I turn off the Kindle, picking up my iPad instead and downloading the app so I can buy the book and keep reading. The book is the fourth in a series. They all look equally sexy, featuring shit like BDSM, free use, taboo relationships, and a bunch of kinks I haven’t even heard of.

Is she into this stuff, or does she just like reading about it?

It’s not something I have a right to know, but as I open the book on my iPad and pick up where I left off on her Kindle, it’s all I can think about.

7

ESTE

“Do you think I’m boring?”

Rebecca, my therapist, tilts her head, frowning at me. “Why do you ask?”

“Sloane said post-crash Este is boring.”

“Ah. Sounds like something Sloane would say.” Unlike my dads, Sloane has come along to a couple of my therapy sessions. Rebecca says healing is about more than just the person at the center of whatever happened, so she likes to be a space for conversations between loved ones, too. I imagine it works, but Sloane isn’t the person who needs help talking about what happened.

I started therapy via video call a couple of weeks after the crash while I was still stuck in bed. It’s required for Skylark staff involved in any kind of on-the-job trauma to do a minimum of eight weeks of therapy with a qualified psychologist and get signed off before they can start working again. Rebecca declared me fit to fly after twelve weeks, but I didn’t feel ready to stop therapy, and she agreed. I also don’t feel ready to fly, but she won’t tell me what she thinks of that.

“I don’t think it’s unreasonable to assume you’ve been less exciting lately, considering you’ve experienced a major trauma, Este. That doesn’t mean you’re boring, though.”

“That was a very diplomatic answer,” I muse, and Rebecca laughs.

“That’s my job. Besides, it’s not important what I think. Doyouthink you’re boring?”
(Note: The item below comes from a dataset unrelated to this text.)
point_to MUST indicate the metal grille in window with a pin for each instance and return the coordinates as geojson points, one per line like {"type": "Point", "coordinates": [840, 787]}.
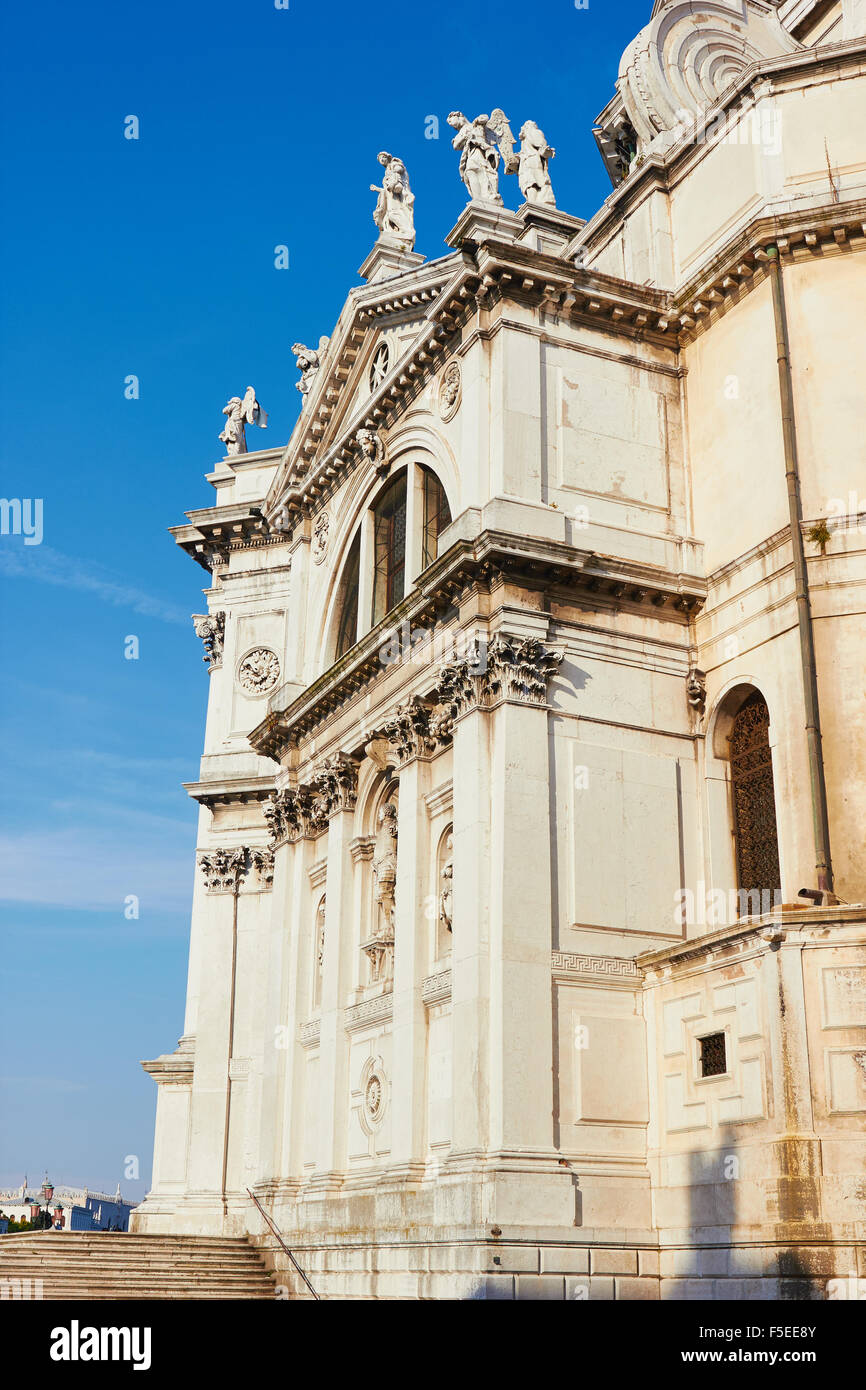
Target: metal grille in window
{"type": "Point", "coordinates": [713, 1059]}
{"type": "Point", "coordinates": [754, 798]}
I think back over the past few months. What have I done? Mostly, shut myself away with my Kindle. It’s not like I was going out and partying much before the crash, but the nature of my job meant I went to a lot of new places. I liked to go out and try out local restaurants and cafés, visit museums, and see shows. And yes, I still spent a lot of time glued to my Kindle, but even when I was at home in my apartment in Chicago, I never spent a whole day in bed reading like I do now. I would take my Kindle to coffee shops—I even bought a fancy handmade purse specifically for Kindles—or I’d stay home and make my living room cozy with candles, put a fireplace on my flatscreen, and open the windows so I could get fresh air.

Obviously, I’m not going to get to see the world if I refuse to get on a plane, but I have become a little too acquainted with my bedroom ceiling. And not even for fun reasons.

It’s not like reading is all I did. Randall and I went on dates, and, though he had no personality, he knew how to plan a decent night out. I went to bars with Sloane, who’s had a fake ID and a knack for finding bars that don’t look too closely since she was nineteen, and I have friends fromwork I’d meet up with whenever they passed through Chicago.

Since the crash, not so much. I don’t even go to the grocery store anymore. I only leave the house to go to my favorite coffee shop nearby, for doctor’s appointments, and dinner at my dad’s house, because if I didn’t, they’d worry about me.

“I think I might have gotten a little boring,” I admit. “I’m twenty-six. I shouldn’t be spending all my time shut away.”

“It’s understandable that you’d want to stay somewhere that feels safe after going through something awful. But no, you can’t do it forever. I don’t think it would be a bad thing for you to do something a little more fun.”

“You got the part where I mentioned being snowed in on a mountain for at least a month, right?”